The RainbowQC Shorts will feature films from previous festivals including #QCShorts 2021 Best Picture "i get so sad sometimes" by Trishtan Perez; #QCShorts 2019 film "Isang Daa't Isang Mariposa" by Norvin de los Santos; the 2021 silent film "Alingasngas ng mga Kuliglig" by Vahn Leinard Pascual; "Dikit" by Gabriela Serrano; and QCinema Asian Shorts film "How to Die Young in Manila" by Petersen Vargas.
From its premiere last year with QCinema, "How to Die Young in Manila" is about a surreal meet-up amidst a violent setting. The film, which has been exhibited in Busan, LA Outfest and Singapore, stars Elijah Canlas portraying a teenage boy following a group of young hustlers, thinking one of them may be the anonymous hook-up he has arranged to meet for the night. As he anxiously finds a way to get closer, each of the other boys inexplicably turn up as dead bodies strewn in pavements, until only one of them is left.
The third short film by Cinemalaya Best Director awardee Serrano is loosely based on a lost silent film by Jose Nepomuceno that reimagines classic Philippine folklore into a contemporary diptych of feminine bodies, rage, and freedom. "Dikit" portrays a young woman with a monstrous secret and she desperately longs for a different body.
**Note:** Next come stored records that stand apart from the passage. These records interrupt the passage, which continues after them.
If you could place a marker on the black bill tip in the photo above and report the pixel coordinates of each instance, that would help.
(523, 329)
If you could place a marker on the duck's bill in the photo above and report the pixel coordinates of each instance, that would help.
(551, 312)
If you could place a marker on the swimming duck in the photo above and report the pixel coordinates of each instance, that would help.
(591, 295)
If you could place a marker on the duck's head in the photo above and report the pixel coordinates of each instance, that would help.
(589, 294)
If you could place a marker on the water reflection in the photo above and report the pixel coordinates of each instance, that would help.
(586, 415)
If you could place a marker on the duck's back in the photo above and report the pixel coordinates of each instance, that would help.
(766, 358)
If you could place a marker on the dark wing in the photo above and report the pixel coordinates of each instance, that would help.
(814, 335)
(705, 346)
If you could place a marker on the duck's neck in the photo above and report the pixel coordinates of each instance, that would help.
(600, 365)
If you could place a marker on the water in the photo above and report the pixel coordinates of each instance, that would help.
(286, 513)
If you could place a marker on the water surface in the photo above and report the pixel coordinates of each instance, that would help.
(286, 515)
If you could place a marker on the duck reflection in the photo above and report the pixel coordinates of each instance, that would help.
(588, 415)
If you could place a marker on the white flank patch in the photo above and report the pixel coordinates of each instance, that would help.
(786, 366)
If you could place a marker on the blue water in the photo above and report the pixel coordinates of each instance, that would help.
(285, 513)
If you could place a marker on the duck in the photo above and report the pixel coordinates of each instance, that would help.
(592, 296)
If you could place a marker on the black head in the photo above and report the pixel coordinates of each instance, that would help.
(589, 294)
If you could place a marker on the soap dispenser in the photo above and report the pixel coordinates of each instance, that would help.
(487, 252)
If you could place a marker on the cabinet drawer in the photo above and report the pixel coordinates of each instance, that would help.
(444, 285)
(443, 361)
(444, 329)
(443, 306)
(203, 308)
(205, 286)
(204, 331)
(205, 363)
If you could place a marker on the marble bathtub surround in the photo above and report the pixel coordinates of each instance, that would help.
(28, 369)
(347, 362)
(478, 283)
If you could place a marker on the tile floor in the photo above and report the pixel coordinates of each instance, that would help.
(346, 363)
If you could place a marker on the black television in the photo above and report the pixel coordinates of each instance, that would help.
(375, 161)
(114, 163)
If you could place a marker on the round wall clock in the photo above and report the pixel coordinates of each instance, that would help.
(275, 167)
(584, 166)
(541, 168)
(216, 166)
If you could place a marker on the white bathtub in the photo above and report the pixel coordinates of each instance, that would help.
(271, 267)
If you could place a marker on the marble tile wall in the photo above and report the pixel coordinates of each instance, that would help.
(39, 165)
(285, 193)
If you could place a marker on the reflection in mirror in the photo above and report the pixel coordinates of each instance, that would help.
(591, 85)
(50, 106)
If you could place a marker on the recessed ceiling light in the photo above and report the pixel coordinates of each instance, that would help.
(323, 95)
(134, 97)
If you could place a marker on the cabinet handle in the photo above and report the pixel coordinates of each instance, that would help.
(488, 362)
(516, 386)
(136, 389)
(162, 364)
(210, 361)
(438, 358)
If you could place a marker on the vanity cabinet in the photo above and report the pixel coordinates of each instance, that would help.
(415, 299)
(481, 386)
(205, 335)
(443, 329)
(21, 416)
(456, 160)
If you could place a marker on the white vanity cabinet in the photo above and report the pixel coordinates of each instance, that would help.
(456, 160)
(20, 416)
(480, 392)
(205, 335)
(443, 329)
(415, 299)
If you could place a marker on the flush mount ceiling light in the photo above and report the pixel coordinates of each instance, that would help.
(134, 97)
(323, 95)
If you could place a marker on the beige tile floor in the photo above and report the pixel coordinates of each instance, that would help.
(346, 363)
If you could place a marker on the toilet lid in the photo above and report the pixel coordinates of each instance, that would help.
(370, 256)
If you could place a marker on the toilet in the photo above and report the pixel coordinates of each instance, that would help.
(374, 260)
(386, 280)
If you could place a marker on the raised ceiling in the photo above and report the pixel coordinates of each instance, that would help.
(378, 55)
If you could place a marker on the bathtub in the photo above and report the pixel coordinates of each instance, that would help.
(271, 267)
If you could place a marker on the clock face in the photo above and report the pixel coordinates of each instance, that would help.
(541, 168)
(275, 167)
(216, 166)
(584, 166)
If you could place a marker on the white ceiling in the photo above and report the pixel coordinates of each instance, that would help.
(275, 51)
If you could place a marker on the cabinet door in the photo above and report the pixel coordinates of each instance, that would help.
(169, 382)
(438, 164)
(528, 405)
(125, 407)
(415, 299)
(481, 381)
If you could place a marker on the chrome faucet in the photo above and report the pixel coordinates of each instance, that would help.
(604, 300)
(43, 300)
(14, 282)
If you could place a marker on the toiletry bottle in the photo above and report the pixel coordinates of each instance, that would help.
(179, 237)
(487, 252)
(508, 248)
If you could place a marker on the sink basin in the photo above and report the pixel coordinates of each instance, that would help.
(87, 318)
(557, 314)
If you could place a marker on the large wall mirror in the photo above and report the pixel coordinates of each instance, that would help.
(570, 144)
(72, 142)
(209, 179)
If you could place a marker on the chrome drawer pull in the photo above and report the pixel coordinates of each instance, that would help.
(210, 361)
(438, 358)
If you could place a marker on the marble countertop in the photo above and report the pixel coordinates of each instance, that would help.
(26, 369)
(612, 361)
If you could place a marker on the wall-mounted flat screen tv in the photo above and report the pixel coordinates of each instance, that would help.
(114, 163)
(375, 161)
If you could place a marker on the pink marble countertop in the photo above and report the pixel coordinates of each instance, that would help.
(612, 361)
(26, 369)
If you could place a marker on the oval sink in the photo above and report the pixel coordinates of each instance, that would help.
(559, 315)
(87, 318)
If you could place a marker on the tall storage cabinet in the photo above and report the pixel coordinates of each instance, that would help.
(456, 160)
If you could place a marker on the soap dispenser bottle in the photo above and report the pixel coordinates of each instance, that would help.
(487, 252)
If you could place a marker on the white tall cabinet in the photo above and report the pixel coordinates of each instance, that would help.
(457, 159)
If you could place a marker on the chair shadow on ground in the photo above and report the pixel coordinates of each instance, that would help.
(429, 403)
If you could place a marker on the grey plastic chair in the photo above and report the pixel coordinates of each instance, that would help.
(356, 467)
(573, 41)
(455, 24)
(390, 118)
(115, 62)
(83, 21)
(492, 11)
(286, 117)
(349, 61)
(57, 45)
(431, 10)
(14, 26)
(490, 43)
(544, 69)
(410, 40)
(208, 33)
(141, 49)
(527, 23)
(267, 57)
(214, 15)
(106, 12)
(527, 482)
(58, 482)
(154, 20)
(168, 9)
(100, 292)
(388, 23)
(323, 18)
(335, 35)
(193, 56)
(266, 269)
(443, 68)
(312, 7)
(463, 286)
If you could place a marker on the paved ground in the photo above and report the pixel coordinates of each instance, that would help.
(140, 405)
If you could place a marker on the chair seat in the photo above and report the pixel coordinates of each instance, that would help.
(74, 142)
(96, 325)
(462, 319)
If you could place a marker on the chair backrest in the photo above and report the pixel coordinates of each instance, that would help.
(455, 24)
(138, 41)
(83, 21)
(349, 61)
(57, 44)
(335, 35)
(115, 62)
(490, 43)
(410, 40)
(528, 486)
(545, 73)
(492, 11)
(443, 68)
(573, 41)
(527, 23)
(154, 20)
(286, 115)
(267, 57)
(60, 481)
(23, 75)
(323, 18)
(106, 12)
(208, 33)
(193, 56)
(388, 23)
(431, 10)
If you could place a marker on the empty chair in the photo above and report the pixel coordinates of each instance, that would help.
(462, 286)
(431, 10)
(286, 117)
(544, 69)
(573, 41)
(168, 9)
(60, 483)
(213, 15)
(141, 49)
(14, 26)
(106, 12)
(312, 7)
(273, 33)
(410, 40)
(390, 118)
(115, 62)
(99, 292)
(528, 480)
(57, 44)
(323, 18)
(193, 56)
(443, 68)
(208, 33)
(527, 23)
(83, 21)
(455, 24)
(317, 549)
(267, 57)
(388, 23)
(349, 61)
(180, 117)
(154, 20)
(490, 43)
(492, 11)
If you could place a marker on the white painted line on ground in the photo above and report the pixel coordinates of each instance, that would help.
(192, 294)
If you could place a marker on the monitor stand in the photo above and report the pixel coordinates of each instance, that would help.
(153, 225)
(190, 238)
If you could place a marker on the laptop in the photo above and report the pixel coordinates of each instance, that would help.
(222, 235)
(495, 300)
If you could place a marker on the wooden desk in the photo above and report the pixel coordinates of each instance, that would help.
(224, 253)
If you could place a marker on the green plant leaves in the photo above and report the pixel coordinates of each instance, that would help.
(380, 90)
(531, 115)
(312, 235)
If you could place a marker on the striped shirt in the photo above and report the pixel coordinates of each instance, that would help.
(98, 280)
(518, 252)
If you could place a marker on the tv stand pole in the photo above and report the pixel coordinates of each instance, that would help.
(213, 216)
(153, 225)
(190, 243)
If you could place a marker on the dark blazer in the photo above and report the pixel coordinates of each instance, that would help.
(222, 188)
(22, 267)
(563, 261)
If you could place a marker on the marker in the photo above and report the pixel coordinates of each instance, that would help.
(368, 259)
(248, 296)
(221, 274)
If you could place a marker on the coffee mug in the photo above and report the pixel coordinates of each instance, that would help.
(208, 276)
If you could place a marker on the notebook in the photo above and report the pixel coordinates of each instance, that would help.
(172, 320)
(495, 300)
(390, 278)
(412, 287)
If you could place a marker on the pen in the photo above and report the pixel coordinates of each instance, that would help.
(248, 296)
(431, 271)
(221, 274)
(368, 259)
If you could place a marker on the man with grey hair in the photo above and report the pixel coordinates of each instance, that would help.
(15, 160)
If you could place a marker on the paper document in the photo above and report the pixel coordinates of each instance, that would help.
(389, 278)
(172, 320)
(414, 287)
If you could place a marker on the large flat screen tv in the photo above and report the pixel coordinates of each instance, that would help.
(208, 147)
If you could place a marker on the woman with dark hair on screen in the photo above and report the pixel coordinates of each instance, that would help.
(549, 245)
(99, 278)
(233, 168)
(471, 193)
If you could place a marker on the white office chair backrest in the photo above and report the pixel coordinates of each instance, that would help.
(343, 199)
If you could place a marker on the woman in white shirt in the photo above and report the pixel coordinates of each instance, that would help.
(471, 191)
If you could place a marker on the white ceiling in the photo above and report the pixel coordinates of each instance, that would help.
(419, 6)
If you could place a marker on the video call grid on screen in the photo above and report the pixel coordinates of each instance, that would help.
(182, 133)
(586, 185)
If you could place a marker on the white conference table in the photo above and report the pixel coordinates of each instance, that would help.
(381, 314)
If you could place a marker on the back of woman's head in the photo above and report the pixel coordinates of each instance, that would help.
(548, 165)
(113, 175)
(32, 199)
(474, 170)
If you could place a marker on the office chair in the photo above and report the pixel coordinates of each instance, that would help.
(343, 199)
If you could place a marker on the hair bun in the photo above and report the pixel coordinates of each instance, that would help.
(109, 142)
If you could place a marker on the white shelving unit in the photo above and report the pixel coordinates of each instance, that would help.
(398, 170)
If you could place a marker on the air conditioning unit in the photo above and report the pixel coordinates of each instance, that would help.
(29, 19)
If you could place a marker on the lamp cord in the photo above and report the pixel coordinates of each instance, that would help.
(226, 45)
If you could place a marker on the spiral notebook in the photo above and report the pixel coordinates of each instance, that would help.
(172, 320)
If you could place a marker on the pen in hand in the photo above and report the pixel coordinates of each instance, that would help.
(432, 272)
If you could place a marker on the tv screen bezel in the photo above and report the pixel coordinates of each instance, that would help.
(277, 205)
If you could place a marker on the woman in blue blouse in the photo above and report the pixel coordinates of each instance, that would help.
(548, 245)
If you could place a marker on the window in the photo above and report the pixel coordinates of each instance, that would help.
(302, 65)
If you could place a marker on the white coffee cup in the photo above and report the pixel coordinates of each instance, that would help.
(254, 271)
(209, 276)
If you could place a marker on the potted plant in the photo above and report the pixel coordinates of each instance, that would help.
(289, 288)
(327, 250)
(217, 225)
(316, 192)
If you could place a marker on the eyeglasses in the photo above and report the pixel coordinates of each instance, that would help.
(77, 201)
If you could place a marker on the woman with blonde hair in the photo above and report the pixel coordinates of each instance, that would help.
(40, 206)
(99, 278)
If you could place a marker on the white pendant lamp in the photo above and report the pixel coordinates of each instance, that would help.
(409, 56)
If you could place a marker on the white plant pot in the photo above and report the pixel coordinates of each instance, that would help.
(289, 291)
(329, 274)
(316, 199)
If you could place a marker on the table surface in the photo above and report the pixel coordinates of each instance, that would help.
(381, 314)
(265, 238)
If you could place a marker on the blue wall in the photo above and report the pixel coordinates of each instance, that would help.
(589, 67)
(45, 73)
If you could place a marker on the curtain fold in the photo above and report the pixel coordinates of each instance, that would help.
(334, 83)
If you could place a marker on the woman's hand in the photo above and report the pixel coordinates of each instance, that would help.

When a new couple moves in next door, she sees her chance to finally get one.
Another silent short similarly explores queer horror elements. "Alingasngas ng Mga Kuliglig," which is a product of the Mit Out Sound Lab last year, shows a young man who is coerced by his father to become the next folk healer of their town. Things do not go as planned when he falls in love with a tikbalang.
Young filmmaking duo, Kaj Palanca and Celeste Joven, won the 2016 QCinema Audience Award for their debut short, "Contestant No. 4," which depicts a young boy, who frequently visits an old man who lives alone, chancing upon the latter watching a dated clip of himself as a cross-dressing boy. As the movie progresses, the two main characters gain a richer understanding of how the weight of life and identity should be carried.
"Isang Daa't Isang Mariposa" was nominated as Urian Best Short Film in 2019 and is about a religious, 100-year-old trans woman who visits her ex-lover's son to bail him out of jail. She uses her P100,000 government award for centenaries for one last chance at love.
Focusing on a gay teenager who develops a sexual affair with an anonymous man online, "i get so sad sometimes" won the Best Short Film at QCinema last year. When the stranger finally promises that he'll reveal his face the day after, the former couldn't contain his excitement but must only keep it to himself.
In the Screen International section for acclaimed prestige titles comes the Cannes grand prize-winning film, Close, by Belgian director Lukas Dhont. In its intimate gaze into the innocent yet deep friendship between two young boys, it explores how a tragic event brings one to become close to the other's mother.
These films will be screend at Gateway Cineplex 10, Trinoma cinemas, the new Cinema76 (on Tomas Morato Avenue), Rockwell Power Plant Cinema, and SM North EDSA. They will be also available for streaming on Vivamax.